Steven Spielberg, principal partner of DreamWorks Studios and the producer of "War Horse," is also a longtime donor to Democratic campaigns. He has spent $1.6 million on a variety of state and federal candidates and committees. While he's given his largest donations to the Democratic National Committee, Spielberg has also been generous to individual politicians, including Obama, who got $11,600 from the Hollywood hotshot. Other recipients of Spielberg's largesse include House Minority Leader Nancy Pelosi, D-Calif., Senate Majority Leader Harry Reid D-Nev., Gov. Jerry Brown, D-Calif., former Gov. Gray Davis, D-Calif., and the Republican who unseated him, former California Gov. Arnold Schwarzenegger.
The "Kung Fu Panda" movies are set in China, where DreamWorks is trying to penetrate the market. And while the Obama administration angered the Motion Picture Association of America's President Chris Dodd with its move to stop the Stop Online Piracy Act, it was successful in securing an agreement with China to accept more movies into its domestic market.
In a statement, Dodd thanked both Obama and Chinese President Hu Jintao for their efforts to "fight movie piracy and help protect the jobs of workers in both countries." DreamWorks just announced it is opening a studio in Shanghai, Oriental DreamWorks, with two state-owned media companies. Last year, the Chinese online video site Youku.com agreed to distribute the Kung Fu Panda movies, according to the Los Angles Times.
Political contributions by other Oscar nominees and their connections:
- Kathleen Kennedy, who co-produced "War Horse" with Spielberg, has donated $369,000 to Democratic candidates and Democratic-leaning groups including, Obama, the DNC, Planned Parenthood. The Kennedy/ Marshall film company is rumored to be leaving Sony to officially join DreamWorks, according to The Hollywood Reporter.
- George Clooney, up for best actor for his performance in "The Descendants," has given $178,000 to Democratic candidates and committees including Obama and the DNC.
- Brad Pitt, also up for best actor, for "Moneyball," made one donation of $100,000 against Calif. Proposition 8, the 2008 effort to ban same-sex marriage.

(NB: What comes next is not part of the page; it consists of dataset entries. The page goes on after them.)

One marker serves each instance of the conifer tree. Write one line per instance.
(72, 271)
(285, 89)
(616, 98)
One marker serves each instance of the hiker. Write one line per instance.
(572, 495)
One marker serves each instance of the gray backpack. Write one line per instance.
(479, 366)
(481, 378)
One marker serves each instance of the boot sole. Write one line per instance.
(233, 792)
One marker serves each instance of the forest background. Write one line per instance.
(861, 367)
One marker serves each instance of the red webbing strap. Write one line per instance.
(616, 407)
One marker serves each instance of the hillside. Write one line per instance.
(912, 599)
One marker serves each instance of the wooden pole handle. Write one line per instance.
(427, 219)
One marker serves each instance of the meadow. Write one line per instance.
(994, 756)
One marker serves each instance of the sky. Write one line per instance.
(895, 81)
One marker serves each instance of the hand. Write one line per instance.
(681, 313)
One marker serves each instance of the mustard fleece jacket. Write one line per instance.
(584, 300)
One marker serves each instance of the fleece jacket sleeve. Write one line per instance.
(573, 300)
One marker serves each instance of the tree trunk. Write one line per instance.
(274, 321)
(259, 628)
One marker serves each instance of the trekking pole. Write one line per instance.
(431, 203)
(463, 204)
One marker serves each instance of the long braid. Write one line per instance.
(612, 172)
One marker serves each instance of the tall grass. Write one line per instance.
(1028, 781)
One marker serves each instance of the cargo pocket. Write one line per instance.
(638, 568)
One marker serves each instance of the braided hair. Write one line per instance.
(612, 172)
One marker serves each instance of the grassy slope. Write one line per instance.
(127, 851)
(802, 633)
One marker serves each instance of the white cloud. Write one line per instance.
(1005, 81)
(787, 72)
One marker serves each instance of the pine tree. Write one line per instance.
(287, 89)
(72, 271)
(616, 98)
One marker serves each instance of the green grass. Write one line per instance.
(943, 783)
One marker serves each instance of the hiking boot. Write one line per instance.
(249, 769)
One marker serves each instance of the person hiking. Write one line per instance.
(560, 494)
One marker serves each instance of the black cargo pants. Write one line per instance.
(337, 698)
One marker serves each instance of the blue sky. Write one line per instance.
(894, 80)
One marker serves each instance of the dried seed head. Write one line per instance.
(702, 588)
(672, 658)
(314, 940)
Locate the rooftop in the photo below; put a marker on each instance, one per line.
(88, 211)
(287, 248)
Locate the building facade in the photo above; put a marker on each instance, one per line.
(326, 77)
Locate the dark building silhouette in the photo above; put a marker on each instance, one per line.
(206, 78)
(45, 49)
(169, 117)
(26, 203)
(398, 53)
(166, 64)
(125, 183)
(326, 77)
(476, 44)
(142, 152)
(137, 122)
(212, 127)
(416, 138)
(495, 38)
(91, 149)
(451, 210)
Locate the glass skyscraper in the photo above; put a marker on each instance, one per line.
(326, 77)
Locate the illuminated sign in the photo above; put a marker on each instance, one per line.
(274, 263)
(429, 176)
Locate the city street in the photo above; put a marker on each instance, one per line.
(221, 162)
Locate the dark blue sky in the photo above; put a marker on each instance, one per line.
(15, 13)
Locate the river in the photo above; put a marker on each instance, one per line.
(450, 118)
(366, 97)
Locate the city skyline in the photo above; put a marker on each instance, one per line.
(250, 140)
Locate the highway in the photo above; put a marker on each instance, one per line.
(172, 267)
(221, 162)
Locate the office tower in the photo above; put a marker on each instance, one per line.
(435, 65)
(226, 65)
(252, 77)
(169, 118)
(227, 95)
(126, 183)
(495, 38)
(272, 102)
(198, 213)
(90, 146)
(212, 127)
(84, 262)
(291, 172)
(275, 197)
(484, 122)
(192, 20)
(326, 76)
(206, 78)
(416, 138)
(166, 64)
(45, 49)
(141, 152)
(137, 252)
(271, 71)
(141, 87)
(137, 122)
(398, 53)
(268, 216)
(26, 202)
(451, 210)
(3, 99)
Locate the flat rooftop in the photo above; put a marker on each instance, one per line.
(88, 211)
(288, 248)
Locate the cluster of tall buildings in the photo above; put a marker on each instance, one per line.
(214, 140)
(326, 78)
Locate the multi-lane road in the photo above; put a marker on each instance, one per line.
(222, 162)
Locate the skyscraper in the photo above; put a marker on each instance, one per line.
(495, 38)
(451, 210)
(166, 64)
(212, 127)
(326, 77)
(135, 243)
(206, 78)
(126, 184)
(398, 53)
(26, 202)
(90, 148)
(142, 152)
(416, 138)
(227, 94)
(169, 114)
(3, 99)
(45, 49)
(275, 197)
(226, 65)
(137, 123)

- Chris Columbus, co-producer of best picture nominee "The Help," has made $57,500 in donations, including contributions to Obama, the DNC, and House Minority Leader Nancy Pelosi, D-Calif.
- Glenn Close, who snagged a best actress nomination for her role in "Albert Nobbs," has donated $47,900. Recipients include Obama, the DNC, 2004 Democratic presidential candidate Howard Dean, 2008 Democratic presidential candidate (and current Secretary of State) Hillary Clinton, as well as other Democratic candidates and woman's political causes.
- Alexander Payne, producer of best picture nominee "The Descendents," has given a total of $28,000 to Obama, the DNC and the Democratic Senatorial Campaign Committee.
- Martin Scorsese, up for best director for "Hugo," has donated to Obama, the DNC, DSCC, New York Sens. Chuck Schumer and Kirsten Gillibrand, both Democrats, as well as to the Directors Guild of America's political action committee. These donations have totaled $27,600.
- Scott Rudin producer of best picture nominee "Extremely Loud and Incredibly Close," donated $18,900 to Democratic presidential candidates.
- Michael Barnathan, co-producer of best picture nominee "The Help," has donated $10,300 to the DNC and Obama.
- One of the producers of best picture nominee "Moneyball," Rachael Horovitz has donated $2,700 to Obama committees.
- Michael De Luca, co-producer of "Moneyball," donated $6,500 to local candidate Kamala Harris.
- Stephen Tenenbaum co-producer of "Midnight in Paris" donated $1,500 to Bob Kerrey, a onetime Democratic presidential hopeful and former Nebraska senator, in the early 90s.
- Letty Aronson co-producer of "Midnight in Paris" donated $500 in 1999 to Bill Bradley for President.